After the withdrawal of two competitive mass-market manufacturers, the Italy-based Lima and German based Minitrix, from the late 1980s Grafar was the only major supplier of British outline models in N scale - predicating its withdrawal from the OO scale market in light of greater competition in the developing collector scale market. Early 1970s products were made with three pole armature motors. They were also equipped with all brass gears. In the early 1980s the motors were improved with five pole armatures. At about the same the gears were replaced with white nylon gears, which were only produced for a short time. The nylon gears were replaced with thin black plastic gears; these could suffer from splits, making the models run badly or not at all. These gears were eventually all replaced by thicker plastic gears, to produce a much more reliable and popular range of locomotives. By the late 1990s the GRAHAM FARISH N Gauge Range 350 lines including a huge variety of Locomotives, Coaches, Wagons, Buildings and complete train sets from starter sets all the way up to the 8 ft x 2 ft 6in Magnum Layouts which came complete with all track laid, and a full set of building kits to complete it.

==Takeover by Kader==
In 2000, Graham Farish was purchased by Bachmann Industries, a subsidiary of Kader Industries. In 2001 all manufacturing was moved to Kader's Hong Kong factory. As a result the Poole facility closed.

Bachmann have since increased the size of the Farish range, by duplicating models introduced to the Bachmann OO range: the detail investigation and pre-production of an original railway vehicle is more detailed for an OO scale model, while for production into N scale there is a simply a down-scaling of most components for production. Hence normally, an OO scale Bachmann Branchline model is followed between 6 months to a year later by an N scale Graham Farish model – with the Voyager diesel set being an example.

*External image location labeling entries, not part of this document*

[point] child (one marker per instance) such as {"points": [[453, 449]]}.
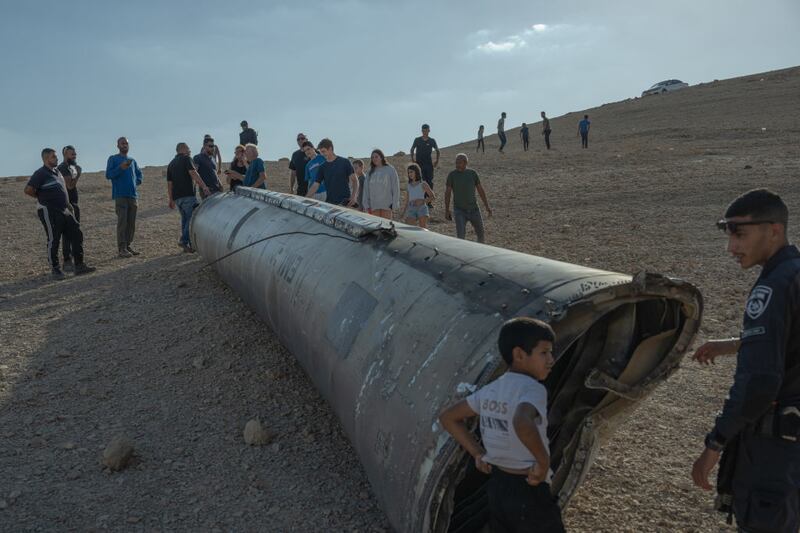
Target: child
{"points": [[358, 166], [416, 210], [524, 133], [513, 426]]}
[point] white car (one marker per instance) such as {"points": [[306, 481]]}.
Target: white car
{"points": [[664, 87]]}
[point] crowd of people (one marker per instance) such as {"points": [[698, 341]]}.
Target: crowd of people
{"points": [[315, 171], [524, 133], [760, 421]]}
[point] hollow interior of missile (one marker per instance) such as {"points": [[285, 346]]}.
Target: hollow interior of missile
{"points": [[627, 343]]}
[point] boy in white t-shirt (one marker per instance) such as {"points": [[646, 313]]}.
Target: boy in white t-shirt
{"points": [[513, 424]]}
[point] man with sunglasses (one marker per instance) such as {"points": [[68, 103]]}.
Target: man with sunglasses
{"points": [[759, 426], [207, 168], [297, 167]]}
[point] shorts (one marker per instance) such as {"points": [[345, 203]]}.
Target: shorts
{"points": [[515, 506], [417, 211]]}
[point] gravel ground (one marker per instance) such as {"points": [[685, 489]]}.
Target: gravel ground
{"points": [[162, 351]]}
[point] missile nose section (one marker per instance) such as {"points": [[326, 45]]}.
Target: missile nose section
{"points": [[393, 323]]}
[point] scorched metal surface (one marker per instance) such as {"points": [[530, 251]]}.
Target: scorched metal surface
{"points": [[393, 322]]}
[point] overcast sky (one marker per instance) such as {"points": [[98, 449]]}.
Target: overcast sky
{"points": [[364, 73]]}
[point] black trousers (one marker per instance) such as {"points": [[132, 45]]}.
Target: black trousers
{"points": [[766, 485], [427, 174], [57, 225], [67, 244], [516, 507], [302, 187]]}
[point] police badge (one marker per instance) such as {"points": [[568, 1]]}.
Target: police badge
{"points": [[758, 301]]}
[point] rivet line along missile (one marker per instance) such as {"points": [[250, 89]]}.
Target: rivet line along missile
{"points": [[393, 322]]}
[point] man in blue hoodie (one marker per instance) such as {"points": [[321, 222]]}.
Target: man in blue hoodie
{"points": [[125, 176]]}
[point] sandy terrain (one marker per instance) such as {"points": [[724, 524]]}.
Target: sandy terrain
{"points": [[163, 351]]}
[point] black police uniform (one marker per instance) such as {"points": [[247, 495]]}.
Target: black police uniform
{"points": [[763, 406]]}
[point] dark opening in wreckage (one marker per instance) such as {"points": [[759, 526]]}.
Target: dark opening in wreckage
{"points": [[392, 323]]}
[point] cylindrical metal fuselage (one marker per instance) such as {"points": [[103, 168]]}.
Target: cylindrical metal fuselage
{"points": [[392, 323]]}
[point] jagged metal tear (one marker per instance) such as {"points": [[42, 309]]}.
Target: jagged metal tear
{"points": [[392, 323]]}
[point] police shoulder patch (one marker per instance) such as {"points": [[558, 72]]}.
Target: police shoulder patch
{"points": [[758, 301]]}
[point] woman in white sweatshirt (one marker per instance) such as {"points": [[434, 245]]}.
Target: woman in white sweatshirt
{"points": [[381, 186]]}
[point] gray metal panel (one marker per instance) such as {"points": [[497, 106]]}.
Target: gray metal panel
{"points": [[391, 321]]}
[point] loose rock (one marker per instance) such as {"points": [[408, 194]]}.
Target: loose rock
{"points": [[255, 434], [118, 453]]}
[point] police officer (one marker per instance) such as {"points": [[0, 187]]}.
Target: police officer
{"points": [[421, 154], [761, 417]]}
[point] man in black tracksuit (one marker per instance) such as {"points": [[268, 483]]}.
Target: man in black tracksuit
{"points": [[47, 186], [421, 154], [70, 171], [761, 417]]}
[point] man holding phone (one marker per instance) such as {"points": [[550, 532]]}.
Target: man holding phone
{"points": [[125, 176]]}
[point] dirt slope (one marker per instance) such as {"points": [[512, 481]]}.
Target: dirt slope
{"points": [[162, 350]]}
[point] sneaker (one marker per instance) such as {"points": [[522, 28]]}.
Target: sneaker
{"points": [[83, 268]]}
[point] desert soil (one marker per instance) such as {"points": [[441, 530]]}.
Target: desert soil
{"points": [[161, 350]]}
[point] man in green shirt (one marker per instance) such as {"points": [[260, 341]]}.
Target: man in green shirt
{"points": [[461, 185]]}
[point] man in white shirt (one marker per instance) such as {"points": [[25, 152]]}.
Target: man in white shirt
{"points": [[513, 425]]}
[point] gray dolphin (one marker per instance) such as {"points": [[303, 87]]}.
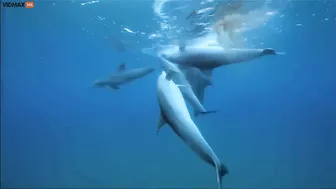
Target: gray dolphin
{"points": [[188, 92], [174, 112], [209, 57], [198, 82], [123, 76]]}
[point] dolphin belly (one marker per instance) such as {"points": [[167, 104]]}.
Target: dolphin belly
{"points": [[174, 112]]}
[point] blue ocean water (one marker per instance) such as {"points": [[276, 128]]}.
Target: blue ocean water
{"points": [[275, 126]]}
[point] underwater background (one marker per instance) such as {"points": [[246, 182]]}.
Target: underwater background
{"points": [[275, 125]]}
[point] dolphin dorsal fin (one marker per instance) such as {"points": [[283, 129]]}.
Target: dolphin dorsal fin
{"points": [[122, 67], [161, 123]]}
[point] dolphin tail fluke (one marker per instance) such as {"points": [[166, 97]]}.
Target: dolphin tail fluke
{"points": [[221, 171]]}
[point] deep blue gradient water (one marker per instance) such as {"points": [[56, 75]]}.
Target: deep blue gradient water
{"points": [[275, 126]]}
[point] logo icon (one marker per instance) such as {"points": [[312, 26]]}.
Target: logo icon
{"points": [[29, 4]]}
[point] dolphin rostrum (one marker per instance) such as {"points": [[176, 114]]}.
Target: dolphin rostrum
{"points": [[123, 76], [188, 93], [174, 112]]}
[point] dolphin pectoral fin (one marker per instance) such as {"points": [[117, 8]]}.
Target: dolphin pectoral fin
{"points": [[183, 85], [161, 123], [182, 46], [197, 113], [121, 67], [207, 75], [270, 51], [221, 170], [114, 87]]}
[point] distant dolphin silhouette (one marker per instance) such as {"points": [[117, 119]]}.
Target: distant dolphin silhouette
{"points": [[123, 76], [174, 112]]}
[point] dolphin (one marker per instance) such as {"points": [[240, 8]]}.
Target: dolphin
{"points": [[198, 82], [188, 93], [174, 112], [123, 76], [208, 58]]}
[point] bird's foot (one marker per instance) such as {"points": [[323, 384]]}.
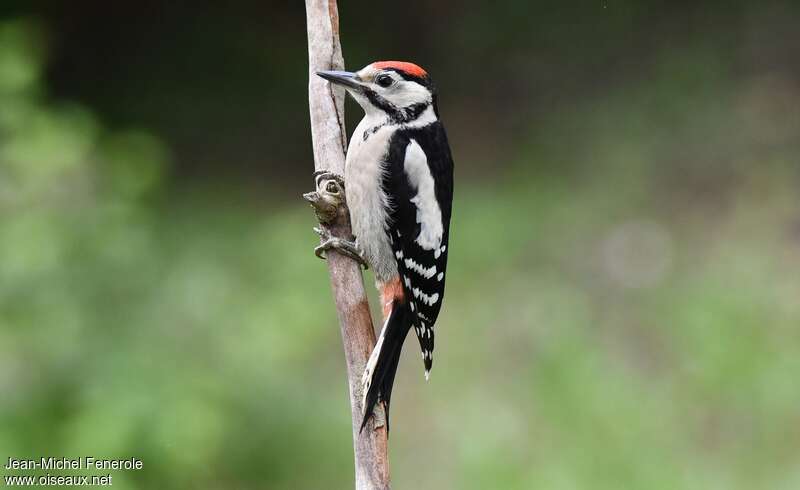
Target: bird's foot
{"points": [[341, 245]]}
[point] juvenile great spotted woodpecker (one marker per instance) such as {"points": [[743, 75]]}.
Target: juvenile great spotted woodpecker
{"points": [[399, 189]]}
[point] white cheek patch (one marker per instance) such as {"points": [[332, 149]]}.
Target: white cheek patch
{"points": [[429, 215], [405, 93]]}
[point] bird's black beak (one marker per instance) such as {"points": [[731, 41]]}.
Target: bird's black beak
{"points": [[344, 78]]}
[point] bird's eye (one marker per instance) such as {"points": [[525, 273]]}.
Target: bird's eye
{"points": [[384, 80]]}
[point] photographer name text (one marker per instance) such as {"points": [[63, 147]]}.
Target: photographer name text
{"points": [[81, 463]]}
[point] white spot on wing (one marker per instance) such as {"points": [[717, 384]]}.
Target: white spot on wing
{"points": [[429, 300], [429, 216], [427, 273]]}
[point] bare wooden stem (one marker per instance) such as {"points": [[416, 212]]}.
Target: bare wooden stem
{"points": [[326, 104]]}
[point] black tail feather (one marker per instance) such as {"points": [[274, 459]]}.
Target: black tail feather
{"points": [[396, 329]]}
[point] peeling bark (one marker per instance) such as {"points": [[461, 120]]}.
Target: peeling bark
{"points": [[326, 104]]}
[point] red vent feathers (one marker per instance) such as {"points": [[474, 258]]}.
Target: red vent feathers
{"points": [[404, 66]]}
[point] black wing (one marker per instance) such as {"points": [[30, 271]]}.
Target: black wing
{"points": [[419, 243]]}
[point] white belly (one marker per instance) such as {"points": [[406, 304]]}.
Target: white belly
{"points": [[364, 169]]}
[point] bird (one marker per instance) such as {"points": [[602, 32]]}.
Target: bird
{"points": [[398, 185]]}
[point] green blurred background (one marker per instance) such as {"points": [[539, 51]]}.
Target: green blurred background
{"points": [[623, 300]]}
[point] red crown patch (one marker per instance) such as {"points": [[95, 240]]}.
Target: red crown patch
{"points": [[404, 66]]}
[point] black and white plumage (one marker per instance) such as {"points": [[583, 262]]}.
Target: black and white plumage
{"points": [[399, 188]]}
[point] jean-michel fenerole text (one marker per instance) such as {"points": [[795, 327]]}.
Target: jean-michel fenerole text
{"points": [[82, 463]]}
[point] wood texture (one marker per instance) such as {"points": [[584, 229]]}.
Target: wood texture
{"points": [[326, 105]]}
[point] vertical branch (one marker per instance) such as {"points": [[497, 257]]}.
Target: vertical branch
{"points": [[326, 104]]}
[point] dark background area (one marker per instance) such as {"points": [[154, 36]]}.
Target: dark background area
{"points": [[623, 298]]}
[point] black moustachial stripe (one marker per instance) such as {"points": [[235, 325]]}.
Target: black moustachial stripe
{"points": [[398, 115]]}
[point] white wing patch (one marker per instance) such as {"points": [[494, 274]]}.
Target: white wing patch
{"points": [[427, 273], [428, 299], [429, 215]]}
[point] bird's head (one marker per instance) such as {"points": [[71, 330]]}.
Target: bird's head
{"points": [[398, 89]]}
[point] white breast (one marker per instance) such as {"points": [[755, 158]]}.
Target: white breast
{"points": [[364, 169]]}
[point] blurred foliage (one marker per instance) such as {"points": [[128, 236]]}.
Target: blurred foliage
{"points": [[624, 316]]}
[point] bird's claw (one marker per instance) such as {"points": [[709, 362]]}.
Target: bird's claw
{"points": [[341, 245]]}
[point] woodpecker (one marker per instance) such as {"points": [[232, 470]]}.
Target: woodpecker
{"points": [[399, 189]]}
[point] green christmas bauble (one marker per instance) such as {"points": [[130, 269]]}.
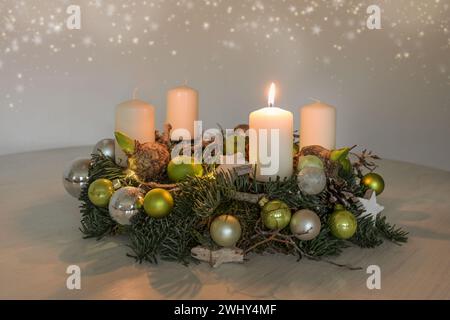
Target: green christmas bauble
{"points": [[276, 214], [373, 181], [158, 203], [342, 223], [181, 167], [225, 230], [100, 191], [309, 161]]}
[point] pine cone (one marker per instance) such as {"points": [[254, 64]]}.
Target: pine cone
{"points": [[149, 161]]}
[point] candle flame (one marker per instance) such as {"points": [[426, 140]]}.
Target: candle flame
{"points": [[271, 99]]}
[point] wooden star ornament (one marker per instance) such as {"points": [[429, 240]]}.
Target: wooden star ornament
{"points": [[371, 207]]}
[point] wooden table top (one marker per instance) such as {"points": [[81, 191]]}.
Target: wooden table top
{"points": [[40, 238]]}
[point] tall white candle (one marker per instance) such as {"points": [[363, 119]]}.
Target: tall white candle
{"points": [[182, 111], [271, 120], [318, 125], [136, 119]]}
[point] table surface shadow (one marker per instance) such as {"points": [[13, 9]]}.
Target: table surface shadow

Bachmann have introduced a selection of models; the BR Standard 3MT 2-6-2T, the LMS Jubilee, Rebuilt Scot, Black 5, Stanier Class 8F, B1 4-6-0, 4MT 2-6-0, A1 (including new-build Tornado 60163), Period 3 coaches and LMS brake (or guards) van; for the modern era, classes 03, 04, 08 and 14 diesel shunters, class 42 'Warship', class 24 class 37, class 47, class 66 freight locos, prototype Deltic, classes 108, 101, 153 DMU and a variety of freight wagons.

==Comparison==
Graham Farish products are generally divided into two categories. British made equipment is sought more by collectors because it is older and British, while model railway users generally prefer the more robust and detailed Chinese-built models. The way to tell these two types apart is that UK built models have a yellow sticker on the ends of the box and models built in China have a white sticker on the end.